Suriye Hükümetine ve halkına en içten dayanışma mesajlarını ileten Cumhurbaşkanı Erdoğan, Suriye Cumhurbaşkanı Ahmed Şara'nın basiretli, dirayetli, kuşatıcı ve güçlü liderliğiyle bütün bu sıkıntıların üstesinden geleceğine yürekten inandığını söyledi.

Şara ile bugün telefon görüşmesi gerçekleştirdiklerini anımsatan Cumhurbaşkanı Erdoğan, konuşmasını şu sözlerle sürdürdü:

"Sahadaki durumu ve özellikle akan kanın durması için neler yapılabileceğimizi ele aldık. İlgili bakanlıklarımız ve güvenlik birimlerimiz Suriyeli muhataplarıyla temas halindeler. Süveyda başta olmak üzere Suriye'deki tüm gelişmeleri anbean takip ediyoruz ve edeceğiz. Dün ülkemizin de katkılarıyla sağlanan ateşkesin, İsrail'in kışkırttığı silahlı militanların katliamlarıyla sabote edilmek istendiğini görüyoruz. İsrail, ne Gazze'de ne Suriye'de barış huzur istikrar istemediğini bir kez daha gösteriyor. İsrail'in saldırıları ile ayrılıkçı milislerin katliamlarında alçakça şehit edilen Suriyeli kardeşlerimize Allah'tan rahmet diliyorum. Türkiye olarak geçmişte olduğu gibi gelecekte de Suriye'nin yanında olmaya, Suriyeli kardeşlerimizi desteklemeye devam edeceğiz. Zulüm ve katliamla kendilerine güvenli bir gelecek arayanlar, şunu hiçbir zaman unutmasın, onlar yolcu biz hancıyız.

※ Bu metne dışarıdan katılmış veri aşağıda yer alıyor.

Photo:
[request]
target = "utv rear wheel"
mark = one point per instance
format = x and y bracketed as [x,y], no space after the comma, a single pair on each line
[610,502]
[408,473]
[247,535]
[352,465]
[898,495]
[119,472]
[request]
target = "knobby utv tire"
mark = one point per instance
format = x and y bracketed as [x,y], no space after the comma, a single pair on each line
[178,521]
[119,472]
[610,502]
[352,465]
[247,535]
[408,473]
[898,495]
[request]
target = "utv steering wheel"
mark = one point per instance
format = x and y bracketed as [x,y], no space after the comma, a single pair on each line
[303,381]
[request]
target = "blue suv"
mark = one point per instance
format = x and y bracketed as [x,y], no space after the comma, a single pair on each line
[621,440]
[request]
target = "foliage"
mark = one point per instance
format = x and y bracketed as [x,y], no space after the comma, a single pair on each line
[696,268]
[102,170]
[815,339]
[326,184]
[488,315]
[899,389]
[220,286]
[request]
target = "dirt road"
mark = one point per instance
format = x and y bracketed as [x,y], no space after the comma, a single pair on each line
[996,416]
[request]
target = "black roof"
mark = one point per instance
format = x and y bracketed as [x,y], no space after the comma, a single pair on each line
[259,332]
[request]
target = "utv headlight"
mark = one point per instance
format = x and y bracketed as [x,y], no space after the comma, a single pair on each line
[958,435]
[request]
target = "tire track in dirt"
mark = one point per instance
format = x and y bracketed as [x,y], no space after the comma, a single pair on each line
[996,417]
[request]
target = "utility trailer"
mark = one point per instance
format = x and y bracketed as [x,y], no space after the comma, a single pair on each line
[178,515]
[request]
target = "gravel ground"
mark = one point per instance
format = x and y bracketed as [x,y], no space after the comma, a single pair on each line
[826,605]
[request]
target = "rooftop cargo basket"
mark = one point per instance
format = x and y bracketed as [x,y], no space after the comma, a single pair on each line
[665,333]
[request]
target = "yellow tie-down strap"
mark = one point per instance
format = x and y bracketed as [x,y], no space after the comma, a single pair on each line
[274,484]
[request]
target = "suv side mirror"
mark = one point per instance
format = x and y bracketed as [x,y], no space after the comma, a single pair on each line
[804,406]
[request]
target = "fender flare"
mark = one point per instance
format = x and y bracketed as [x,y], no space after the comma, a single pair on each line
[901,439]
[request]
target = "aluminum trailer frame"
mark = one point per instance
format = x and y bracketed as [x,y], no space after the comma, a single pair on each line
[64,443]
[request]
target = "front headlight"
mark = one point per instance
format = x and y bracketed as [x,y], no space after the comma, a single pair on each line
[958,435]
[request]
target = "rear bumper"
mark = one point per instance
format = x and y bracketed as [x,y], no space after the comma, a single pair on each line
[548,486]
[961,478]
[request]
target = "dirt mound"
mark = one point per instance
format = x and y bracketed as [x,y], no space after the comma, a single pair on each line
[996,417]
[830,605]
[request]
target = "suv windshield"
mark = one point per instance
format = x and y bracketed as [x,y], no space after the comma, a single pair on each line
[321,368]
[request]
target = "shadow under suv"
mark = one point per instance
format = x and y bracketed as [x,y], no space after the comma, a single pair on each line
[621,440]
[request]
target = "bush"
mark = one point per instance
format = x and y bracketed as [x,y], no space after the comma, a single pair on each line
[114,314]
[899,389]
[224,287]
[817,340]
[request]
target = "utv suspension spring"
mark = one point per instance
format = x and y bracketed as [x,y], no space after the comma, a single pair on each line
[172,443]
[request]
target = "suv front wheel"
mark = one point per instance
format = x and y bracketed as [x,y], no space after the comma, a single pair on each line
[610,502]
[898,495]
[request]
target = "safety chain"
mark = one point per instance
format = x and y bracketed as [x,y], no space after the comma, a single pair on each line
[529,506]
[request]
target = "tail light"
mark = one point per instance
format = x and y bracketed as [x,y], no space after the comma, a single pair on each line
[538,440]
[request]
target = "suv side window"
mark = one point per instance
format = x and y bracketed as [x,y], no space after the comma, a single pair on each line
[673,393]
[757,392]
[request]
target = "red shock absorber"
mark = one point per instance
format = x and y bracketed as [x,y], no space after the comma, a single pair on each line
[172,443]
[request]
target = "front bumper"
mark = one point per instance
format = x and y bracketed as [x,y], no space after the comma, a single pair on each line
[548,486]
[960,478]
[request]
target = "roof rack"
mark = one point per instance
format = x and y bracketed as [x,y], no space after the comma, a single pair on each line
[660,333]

Biz bu topraklarda ev sahibiyiz.

Bin yıldır bu coğrafyada yaşıyoruz. Her karış toprağında ayak izimiz var, şehitlerimizin mübarek kanı var. Bin yıl boyunca buralara nice zalimler geldi. Kendilerini dokunulmaz zannediyorlardı. Şimdi onların yerlerinde sadece yeller esiyor. Harim-i hizmetimize kim göz diktiyse hepsinin hevesi kursaklarında kaldı. Bugünün zalimleri, zulümlerinde küstahlaşmak yerine dünün zalimlerinin akıbetlerine baksınlar ve ibret alsınlar. Tekrar ediyorum, onurlu dış politikamızla, barış çabalarımızla, diplomatik temaslarımızla biz sulh-u sükunun safındayız. Kimseye husumet beslemiyoruz, kimseye kem gözle bakmıyoruz, düşmanca yaklaşmıyoruz. Kimsenin hakkına, hukukuna, egemenliğine el uzatmıyoruz. Biz sadece barış istiyoruz. Bölgemizde huzur ve istikrar istiyoruz. Bunun için ne yapılması gerekiyorsa yaptık, yapmayı da sürdüreceğiz. Dış politikada menfaatlerimizi gözettiğimiz kadar insanlığı, vicdanı, hakkı, komşuluk ve kardeşlik hukukunu da gözetmeye devam edeceğiz."